Dissolve the floors of memory

James was sleeping when we arrived. I think he was under the impression that we were not coming to visit.  We entered his room pretty late in the day. Imogen and I slept in and when we awoke, she made a lovely Mother's Day pancake with peaches breakfast served to me in bed.  I actually read a little--a new bookstore opened in Williamsburg which Imogen and I perused yesterday.  We both purchased two books--taking advantage of James's absence--he would have said, "You do not need to buy any more books--go to the library!"  He might be right.

The day room in which Imogen passes her time during our hospital visits was occupied by a family for a single patient family gathering.  She had to stay in James's room.  He was slightly uncomfortable but we all adjusted to the moment.

A few friends have noticed that James was back on Facebook yesterday and posted a video of a wobbly walking lizard.  It is true that James posted that himself.  He identified with the lizard and said to me, "I feel like this" and then I saw his hand move to repost it.

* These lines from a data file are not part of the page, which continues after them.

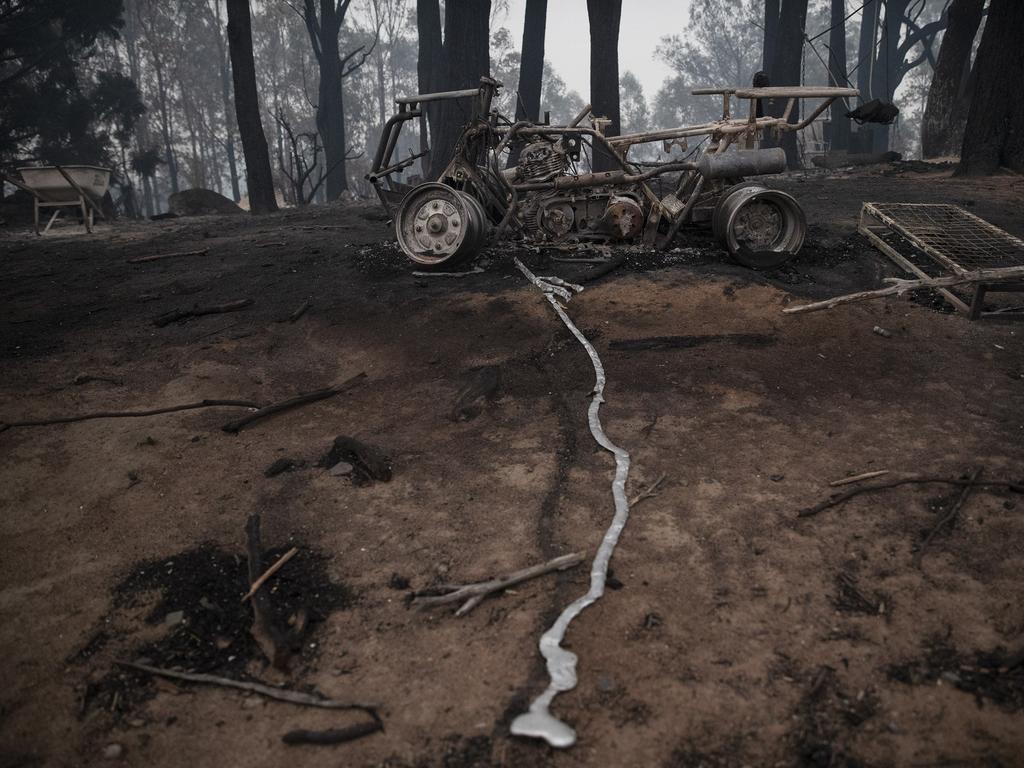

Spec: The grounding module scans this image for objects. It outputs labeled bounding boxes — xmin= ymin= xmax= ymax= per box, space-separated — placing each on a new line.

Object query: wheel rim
xmin=715 ymin=186 xmax=807 ymax=265
xmin=394 ymin=183 xmax=486 ymax=266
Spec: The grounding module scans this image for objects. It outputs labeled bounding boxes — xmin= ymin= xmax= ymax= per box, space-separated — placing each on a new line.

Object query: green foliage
xmin=653 ymin=0 xmax=763 ymax=127
xmin=0 ymin=0 xmax=144 ymax=164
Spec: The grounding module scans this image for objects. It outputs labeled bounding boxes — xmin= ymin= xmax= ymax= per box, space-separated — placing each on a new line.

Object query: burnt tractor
xmin=367 ymin=78 xmax=857 ymax=269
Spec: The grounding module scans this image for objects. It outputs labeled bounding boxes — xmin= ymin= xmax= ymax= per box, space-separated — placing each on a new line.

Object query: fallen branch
xmin=0 ymin=399 xmax=259 ymax=432
xmin=221 ymin=373 xmax=367 ymax=434
xmin=153 ymin=299 xmax=253 ymax=328
xmin=127 ymin=248 xmax=210 ymax=264
xmin=115 ymin=662 xmax=377 ymax=718
xmin=413 ymin=552 xmax=584 ymax=616
xmin=243 ymin=512 xmax=292 ymax=671
xmin=281 ymin=715 xmax=384 ymax=744
xmin=797 ymin=476 xmax=1024 ymax=517
xmin=828 ymin=469 xmax=889 ymax=487
xmin=782 ymin=266 xmax=1024 ymax=314
xmin=288 ymin=300 xmax=313 ymax=323
xmin=913 ymin=467 xmax=982 ymax=568
xmin=630 ymin=474 xmax=665 ymax=507
xmin=412 ymin=266 xmax=483 ymax=278
xmin=242 ymin=547 xmax=299 ymax=602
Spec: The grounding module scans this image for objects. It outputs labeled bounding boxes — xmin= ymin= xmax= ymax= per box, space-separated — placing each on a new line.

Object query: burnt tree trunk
xmin=215 ymin=0 xmax=242 ymax=203
xmin=316 ymin=16 xmax=348 ymax=200
xmin=957 ymin=0 xmax=1024 ymax=176
xmin=587 ymin=0 xmax=623 ymax=171
xmin=921 ymin=0 xmax=985 ymax=158
xmin=416 ymin=0 xmax=444 ymax=155
xmin=302 ymin=0 xmax=351 ymax=200
xmin=761 ymin=0 xmax=779 ymax=72
xmin=828 ymin=0 xmax=850 ymax=152
xmin=515 ymin=0 xmax=548 ymax=123
xmin=430 ymin=0 xmax=490 ymax=178
xmin=870 ymin=0 xmax=910 ymax=152
xmin=509 ymin=0 xmax=548 ymax=167
xmin=857 ymin=0 xmax=881 ymax=102
xmin=227 ymin=0 xmax=278 ymax=213
xmin=767 ymin=0 xmax=807 ymax=168
xmin=153 ymin=58 xmax=178 ymax=195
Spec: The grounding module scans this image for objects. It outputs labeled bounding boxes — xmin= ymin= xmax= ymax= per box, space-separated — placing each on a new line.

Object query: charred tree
xmin=767 ymin=0 xmax=807 ymax=168
xmin=416 ymin=0 xmax=444 ymax=158
xmin=587 ymin=0 xmax=623 ymax=171
xmin=515 ymin=0 xmax=548 ymax=123
xmin=828 ymin=0 xmax=850 ymax=152
xmin=761 ymin=0 xmax=779 ymax=72
xmin=302 ymin=0 xmax=351 ymax=200
xmin=921 ymin=0 xmax=985 ymax=158
xmin=227 ymin=0 xmax=278 ymax=213
xmin=857 ymin=0 xmax=881 ymax=101
xmin=430 ymin=0 xmax=490 ymax=178
xmin=301 ymin=0 xmax=372 ymax=200
xmin=957 ymin=0 xmax=1024 ymax=176
xmin=509 ymin=0 xmax=548 ymax=167
xmin=211 ymin=0 xmax=242 ymax=203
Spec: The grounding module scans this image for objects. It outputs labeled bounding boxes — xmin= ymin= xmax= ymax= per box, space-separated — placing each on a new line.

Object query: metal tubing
xmin=394 ymin=88 xmax=480 ymax=104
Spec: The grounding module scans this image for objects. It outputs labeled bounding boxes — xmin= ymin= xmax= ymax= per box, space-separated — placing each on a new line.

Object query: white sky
xmin=494 ymin=0 xmax=690 ymax=99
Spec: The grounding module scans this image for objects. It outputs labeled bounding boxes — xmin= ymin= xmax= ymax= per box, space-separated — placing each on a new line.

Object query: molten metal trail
xmin=511 ymin=259 xmax=630 ymax=748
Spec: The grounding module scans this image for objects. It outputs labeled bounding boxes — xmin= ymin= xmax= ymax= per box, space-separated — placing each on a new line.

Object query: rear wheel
xmin=712 ymin=182 xmax=807 ymax=268
xmin=394 ymin=182 xmax=487 ymax=269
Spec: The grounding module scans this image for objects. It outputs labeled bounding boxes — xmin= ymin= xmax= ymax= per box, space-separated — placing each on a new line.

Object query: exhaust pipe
xmin=697 ymin=146 xmax=785 ymax=179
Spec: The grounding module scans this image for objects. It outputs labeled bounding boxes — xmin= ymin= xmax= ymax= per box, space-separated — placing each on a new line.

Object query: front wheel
xmin=712 ymin=183 xmax=807 ymax=269
xmin=394 ymin=182 xmax=487 ymax=269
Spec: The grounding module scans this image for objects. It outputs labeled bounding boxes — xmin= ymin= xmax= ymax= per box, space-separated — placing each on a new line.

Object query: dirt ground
xmin=0 ymin=163 xmax=1024 ymax=768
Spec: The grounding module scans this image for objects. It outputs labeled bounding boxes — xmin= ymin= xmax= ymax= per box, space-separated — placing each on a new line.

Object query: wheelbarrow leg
xmin=43 ymin=208 xmax=60 ymax=234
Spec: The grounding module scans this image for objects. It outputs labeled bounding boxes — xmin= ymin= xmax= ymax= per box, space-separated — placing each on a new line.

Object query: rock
xmin=103 ymin=743 xmax=125 ymax=760
xmin=263 ymin=457 xmax=305 ymax=477
xmin=331 ymin=462 xmax=354 ymax=477
xmin=597 ymin=675 xmax=618 ymax=693
xmin=167 ymin=188 xmax=243 ymax=216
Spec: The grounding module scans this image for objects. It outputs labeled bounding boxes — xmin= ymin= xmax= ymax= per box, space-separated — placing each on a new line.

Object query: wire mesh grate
xmin=864 ymin=203 xmax=1024 ymax=272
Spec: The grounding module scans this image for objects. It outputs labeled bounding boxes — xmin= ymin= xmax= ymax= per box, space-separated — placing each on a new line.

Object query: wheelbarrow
xmin=7 ymin=165 xmax=111 ymax=234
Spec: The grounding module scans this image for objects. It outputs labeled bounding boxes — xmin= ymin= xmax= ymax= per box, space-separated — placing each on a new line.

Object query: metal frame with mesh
xmin=858 ymin=203 xmax=1024 ymax=319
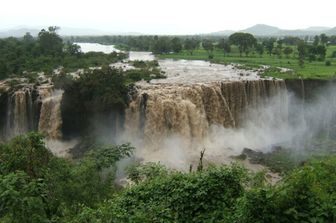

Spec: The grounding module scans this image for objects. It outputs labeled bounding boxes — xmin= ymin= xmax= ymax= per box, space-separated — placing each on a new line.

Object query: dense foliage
xmin=0 ymin=27 xmax=126 ymax=80
xmin=0 ymin=133 xmax=133 ymax=223
xmin=0 ymin=133 xmax=336 ymax=223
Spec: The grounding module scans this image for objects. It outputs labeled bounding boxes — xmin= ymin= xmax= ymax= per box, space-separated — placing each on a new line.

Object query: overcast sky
xmin=0 ymin=0 xmax=336 ymax=34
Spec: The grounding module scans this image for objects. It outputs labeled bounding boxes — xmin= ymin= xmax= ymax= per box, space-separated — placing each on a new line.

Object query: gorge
xmin=0 ymin=51 xmax=336 ymax=169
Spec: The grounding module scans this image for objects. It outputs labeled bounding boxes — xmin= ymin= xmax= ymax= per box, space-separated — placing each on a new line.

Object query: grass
xmin=159 ymin=46 xmax=336 ymax=79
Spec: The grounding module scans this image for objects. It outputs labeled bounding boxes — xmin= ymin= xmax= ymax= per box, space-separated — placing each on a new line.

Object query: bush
xmin=331 ymin=50 xmax=336 ymax=58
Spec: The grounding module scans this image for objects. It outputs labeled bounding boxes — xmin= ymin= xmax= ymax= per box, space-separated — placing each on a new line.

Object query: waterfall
xmin=0 ymin=83 xmax=63 ymax=141
xmin=125 ymin=80 xmax=288 ymax=149
xmin=38 ymin=87 xmax=63 ymax=139
xmin=5 ymin=87 xmax=33 ymax=138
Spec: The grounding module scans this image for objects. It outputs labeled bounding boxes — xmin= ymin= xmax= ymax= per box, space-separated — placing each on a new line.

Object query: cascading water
xmin=125 ymin=80 xmax=288 ymax=152
xmin=0 ymin=79 xmax=63 ymax=140
xmin=5 ymin=87 xmax=33 ymax=137
xmin=38 ymin=87 xmax=63 ymax=139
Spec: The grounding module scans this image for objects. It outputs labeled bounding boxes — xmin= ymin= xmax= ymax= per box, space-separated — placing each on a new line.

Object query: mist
xmin=100 ymin=85 xmax=336 ymax=170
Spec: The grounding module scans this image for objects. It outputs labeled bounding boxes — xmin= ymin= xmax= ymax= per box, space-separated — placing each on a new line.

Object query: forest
xmin=0 ymin=27 xmax=336 ymax=223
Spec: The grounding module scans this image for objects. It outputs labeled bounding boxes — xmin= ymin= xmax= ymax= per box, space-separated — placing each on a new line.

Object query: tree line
xmin=0 ymin=26 xmax=126 ymax=80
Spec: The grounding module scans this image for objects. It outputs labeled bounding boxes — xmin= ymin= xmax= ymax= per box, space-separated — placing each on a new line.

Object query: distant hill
xmin=241 ymin=24 xmax=281 ymax=36
xmin=0 ymin=28 xmax=40 ymax=38
xmin=208 ymin=24 xmax=336 ymax=36
xmin=326 ymin=27 xmax=336 ymax=35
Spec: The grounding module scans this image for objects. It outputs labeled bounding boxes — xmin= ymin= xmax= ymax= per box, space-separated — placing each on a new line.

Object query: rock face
xmin=125 ymin=80 xmax=287 ymax=151
xmin=0 ymin=79 xmax=63 ymax=140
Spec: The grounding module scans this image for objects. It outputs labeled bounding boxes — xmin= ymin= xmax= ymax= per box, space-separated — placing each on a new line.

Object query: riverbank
xmin=157 ymin=47 xmax=336 ymax=79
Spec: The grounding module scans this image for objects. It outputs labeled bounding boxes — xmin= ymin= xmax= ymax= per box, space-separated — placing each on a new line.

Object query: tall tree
xmin=255 ymin=43 xmax=264 ymax=57
xmin=38 ymin=26 xmax=63 ymax=56
xmin=229 ymin=33 xmax=257 ymax=56
xmin=297 ymin=40 xmax=307 ymax=67
xmin=184 ymin=39 xmax=198 ymax=55
xmin=320 ymin=33 xmax=329 ymax=45
xmin=202 ymin=39 xmax=214 ymax=58
xmin=263 ymin=38 xmax=275 ymax=56
xmin=218 ymin=39 xmax=231 ymax=56
xmin=171 ymin=37 xmax=182 ymax=53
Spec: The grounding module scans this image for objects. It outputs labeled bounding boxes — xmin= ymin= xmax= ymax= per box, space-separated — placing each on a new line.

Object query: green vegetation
xmin=159 ymin=46 xmax=336 ymax=79
xmin=0 ymin=133 xmax=336 ymax=223
xmin=0 ymin=27 xmax=126 ymax=80
xmin=0 ymin=133 xmax=133 ymax=223
xmin=72 ymin=33 xmax=336 ymax=79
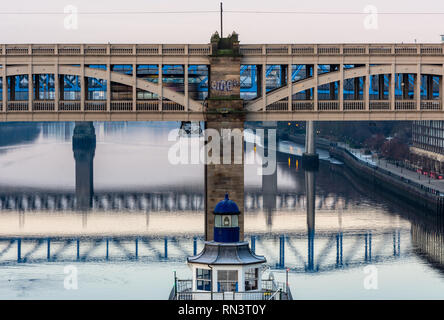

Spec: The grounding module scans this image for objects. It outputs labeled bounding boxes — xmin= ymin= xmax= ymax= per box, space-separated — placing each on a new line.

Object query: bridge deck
xmin=0 ymin=44 xmax=444 ymax=121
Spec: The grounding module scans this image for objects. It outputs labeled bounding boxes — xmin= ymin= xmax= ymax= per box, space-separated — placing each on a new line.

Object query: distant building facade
xmin=410 ymin=120 xmax=444 ymax=174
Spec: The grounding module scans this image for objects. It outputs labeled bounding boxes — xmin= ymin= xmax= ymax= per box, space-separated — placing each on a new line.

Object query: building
xmin=170 ymin=194 xmax=292 ymax=300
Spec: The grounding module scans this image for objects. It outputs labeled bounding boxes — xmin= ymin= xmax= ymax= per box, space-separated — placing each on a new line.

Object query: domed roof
xmin=187 ymin=241 xmax=267 ymax=266
xmin=214 ymin=193 xmax=240 ymax=214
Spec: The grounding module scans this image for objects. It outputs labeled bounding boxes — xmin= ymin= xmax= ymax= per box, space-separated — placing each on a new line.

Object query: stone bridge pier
xmin=205 ymin=33 xmax=245 ymax=241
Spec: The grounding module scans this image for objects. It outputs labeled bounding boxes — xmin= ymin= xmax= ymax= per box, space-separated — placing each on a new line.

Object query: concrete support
xmin=364 ymin=64 xmax=370 ymax=110
xmin=415 ymin=64 xmax=421 ymax=110
xmin=305 ymin=170 xmax=316 ymax=271
xmin=256 ymin=64 xmax=264 ymax=98
xmin=353 ymin=77 xmax=361 ymax=100
xmin=131 ymin=63 xmax=137 ymax=112
xmin=157 ymin=64 xmax=163 ymax=111
xmin=106 ymin=59 xmax=112 ymax=112
xmin=28 ymin=63 xmax=34 ymax=111
xmin=439 ymin=73 xmax=444 ymax=110
xmin=205 ymin=56 xmax=245 ymax=241
xmin=287 ymin=63 xmax=293 ymax=111
xmin=389 ymin=64 xmax=396 ymax=110
xmin=183 ymin=64 xmax=190 ymax=111
xmin=262 ymin=122 xmax=277 ymax=230
xmin=329 ymin=64 xmax=338 ymax=100
xmin=305 ymin=64 xmax=314 ymax=100
xmin=80 ymin=62 xmax=88 ymax=111
xmin=34 ymin=74 xmax=40 ymax=100
xmin=2 ymin=63 xmax=8 ymax=112
xmin=378 ymin=74 xmax=385 ymax=100
xmin=401 ymin=73 xmax=410 ymax=100
xmin=54 ymin=63 xmax=60 ymax=111
xmin=313 ymin=63 xmax=319 ymax=111
xmin=262 ymin=63 xmax=267 ymax=111
xmin=9 ymin=76 xmax=15 ymax=101
xmin=425 ymin=75 xmax=433 ymax=100
xmin=338 ymin=63 xmax=344 ymax=110
xmin=302 ymin=121 xmax=319 ymax=169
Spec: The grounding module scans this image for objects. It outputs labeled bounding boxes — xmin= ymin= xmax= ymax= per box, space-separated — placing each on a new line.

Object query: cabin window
xmin=217 ymin=270 xmax=238 ymax=292
xmin=196 ymin=269 xmax=211 ymax=291
xmin=222 ymin=216 xmax=231 ymax=227
xmin=214 ymin=215 xmax=239 ymax=228
xmin=245 ymin=268 xmax=259 ymax=291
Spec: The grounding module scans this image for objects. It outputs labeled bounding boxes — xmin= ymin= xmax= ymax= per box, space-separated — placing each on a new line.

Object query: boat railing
xmin=169 ymin=279 xmax=292 ymax=300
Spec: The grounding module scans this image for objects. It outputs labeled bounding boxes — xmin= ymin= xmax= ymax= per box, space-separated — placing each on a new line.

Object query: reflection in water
xmin=305 ymin=170 xmax=316 ymax=271
xmin=0 ymin=122 xmax=444 ymax=298
xmin=72 ymin=122 xmax=96 ymax=211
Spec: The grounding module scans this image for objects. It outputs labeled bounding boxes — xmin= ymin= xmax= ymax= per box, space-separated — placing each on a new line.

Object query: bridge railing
xmin=240 ymin=44 xmax=444 ymax=56
xmin=0 ymin=44 xmax=211 ymax=56
xmin=0 ymin=44 xmax=444 ymax=56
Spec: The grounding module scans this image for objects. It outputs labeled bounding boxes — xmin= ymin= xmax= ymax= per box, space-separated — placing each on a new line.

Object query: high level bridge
xmin=0 ymin=44 xmax=444 ymax=121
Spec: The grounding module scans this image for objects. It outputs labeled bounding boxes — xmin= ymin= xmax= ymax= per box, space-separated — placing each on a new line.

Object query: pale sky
xmin=0 ymin=0 xmax=444 ymax=44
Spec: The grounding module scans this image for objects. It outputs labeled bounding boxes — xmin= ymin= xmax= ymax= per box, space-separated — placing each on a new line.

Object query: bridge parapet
xmin=0 ymin=44 xmax=211 ymax=56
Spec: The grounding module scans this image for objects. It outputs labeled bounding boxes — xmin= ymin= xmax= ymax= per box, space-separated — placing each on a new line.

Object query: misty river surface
xmin=0 ymin=122 xmax=444 ymax=299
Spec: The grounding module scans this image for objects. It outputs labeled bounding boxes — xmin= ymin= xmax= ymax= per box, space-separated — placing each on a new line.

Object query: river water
xmin=0 ymin=122 xmax=444 ymax=299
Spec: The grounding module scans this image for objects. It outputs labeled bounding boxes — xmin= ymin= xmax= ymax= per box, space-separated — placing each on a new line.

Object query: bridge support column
xmin=353 ymin=78 xmax=361 ymax=100
xmin=183 ymin=63 xmax=190 ymax=111
xmin=54 ymin=63 xmax=59 ymax=112
xmin=132 ymin=63 xmax=137 ymax=112
xmin=80 ymin=59 xmax=88 ymax=112
xmin=262 ymin=122 xmax=277 ymax=228
xmin=426 ymin=75 xmax=433 ymax=100
xmin=28 ymin=62 xmax=34 ymax=111
xmin=313 ymin=63 xmax=319 ymax=111
xmin=440 ymin=74 xmax=444 ymax=110
xmin=2 ymin=63 xmax=8 ymax=112
xmin=34 ymin=74 xmax=40 ymax=100
xmin=338 ymin=61 xmax=344 ymax=111
xmin=305 ymin=170 xmax=316 ymax=271
xmin=389 ymin=64 xmax=396 ymax=110
xmin=205 ymin=36 xmax=243 ymax=241
xmin=157 ymin=63 xmax=163 ymax=111
xmin=363 ymin=64 xmax=370 ymax=110
xmin=414 ymin=64 xmax=421 ymax=110
xmin=302 ymin=121 xmax=319 ymax=169
xmin=261 ymin=63 xmax=267 ymax=111
xmin=401 ymin=73 xmax=410 ymax=100
xmin=256 ymin=64 xmax=263 ymax=98
xmin=287 ymin=63 xmax=293 ymax=111
xmin=378 ymin=74 xmax=385 ymax=100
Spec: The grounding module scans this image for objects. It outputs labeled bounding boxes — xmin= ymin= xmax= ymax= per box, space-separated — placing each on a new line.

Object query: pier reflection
xmin=72 ymin=122 xmax=96 ymax=211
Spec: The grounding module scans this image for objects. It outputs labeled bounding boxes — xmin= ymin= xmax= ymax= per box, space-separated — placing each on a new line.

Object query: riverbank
xmin=330 ymin=146 xmax=444 ymax=214
xmin=287 ymin=135 xmax=444 ymax=214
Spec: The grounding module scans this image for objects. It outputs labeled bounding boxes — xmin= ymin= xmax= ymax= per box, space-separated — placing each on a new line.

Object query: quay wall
xmin=329 ymin=147 xmax=444 ymax=215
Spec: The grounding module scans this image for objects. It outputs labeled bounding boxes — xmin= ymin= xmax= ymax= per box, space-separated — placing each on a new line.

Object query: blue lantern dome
xmin=214 ymin=193 xmax=240 ymax=243
xmin=214 ymin=193 xmax=240 ymax=215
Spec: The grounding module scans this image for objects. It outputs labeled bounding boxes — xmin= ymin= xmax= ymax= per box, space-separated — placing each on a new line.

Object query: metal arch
xmin=6 ymin=65 xmax=203 ymax=112
xmin=246 ymin=64 xmax=443 ymax=112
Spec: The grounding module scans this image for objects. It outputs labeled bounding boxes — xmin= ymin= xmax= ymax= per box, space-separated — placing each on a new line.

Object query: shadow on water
xmin=0 ymin=122 xmax=40 ymax=152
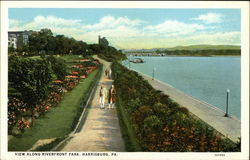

I thought it was pretty funny of him and in keeping with his sense of humor.

He does not want to be in the hospital any longer and rightfully so. James does not have a grasp of time passing, any self-awareness of his improvement, or short term memory.  He is constantly in the present which makes him impatient for homecoming since he cannot fathom that a month ago, his own doctors were not sure if he would survive.  He's made a terrific comeback but for someone that has no memory of being in intensive care nor really, the past four weeks, it feels like dull business to be in rehabilitation.

I try to review the progress he has made with him every day without scaring him. It's a fine line.  He complains that his arms are so weak and my response must be, "Well, a few weeks ago you could not move your left side at all, you could not do this..." and I turn my left hand over from palm down to face up--a simple, slight gesture. James mirrors my motion but does not entirely believe me--it seems impossible--he cannot fathom that he was under water for so long and his prospects in the near past had appeared to be very dim indeed.  I told him that the neurological doctors in the intensive care unit seemed skeptical that he would have function on his left side yet, here he is, walking today and using his left hand.  His range of motion is limited but that will improve with time and work.

I now understand why his occupational therapist wanted me to film him on day one. They knew his body would move faster than his cognitive capability to grasp the recovery process. The therapists were able to have faith in his recovery--that he would make rapid gains.  They saw something in him and I am glad for it because they have been proven right!  Their optimism had seemed like hubris to me at the time.  I had witnessed James's deterioration to the very edge of death.  I will never forget the moment when I helped the nurses clean him in his bed and I saw him completely naked, near the end of his time in the NICU.  He was a lifeless skeleton. When they turned him in the bed, the little flesh he had left was held inert by the nurses, as if he were a corpse.  It made me shiver with complete dread and fear.  How could he possibly recover.

I am still nervous thinking thoughts of recovery despite the progress James is making every single day.

James wants to go out into the world and be. In his own thoughts, he is ready to rejoin life but in reality, James does not yet have enough of the recovered ability in mind or body to accomplish it.  He has an unknown, unknown.  James is not aware that he is not aware.  It is a somewhat complicated state to be in, even though it seems straight-forward and simple from the outside. Errol Morris has a nice series about the known unknown in the New York Times.  He quotes Robert Browning which I think would be an appropriate thought for the end of this evening:

O Thou, - as represented here to me
In such conception as my soul allows, -
Under Thy measureless, my atom width! -
Man's mind - what is it but a convex glass
Wherein are gathered all the scattered points
Picked out of the immensity of sky,
To re-unite there, be our heaven on earth,
Our known unknown, our God revealed to man?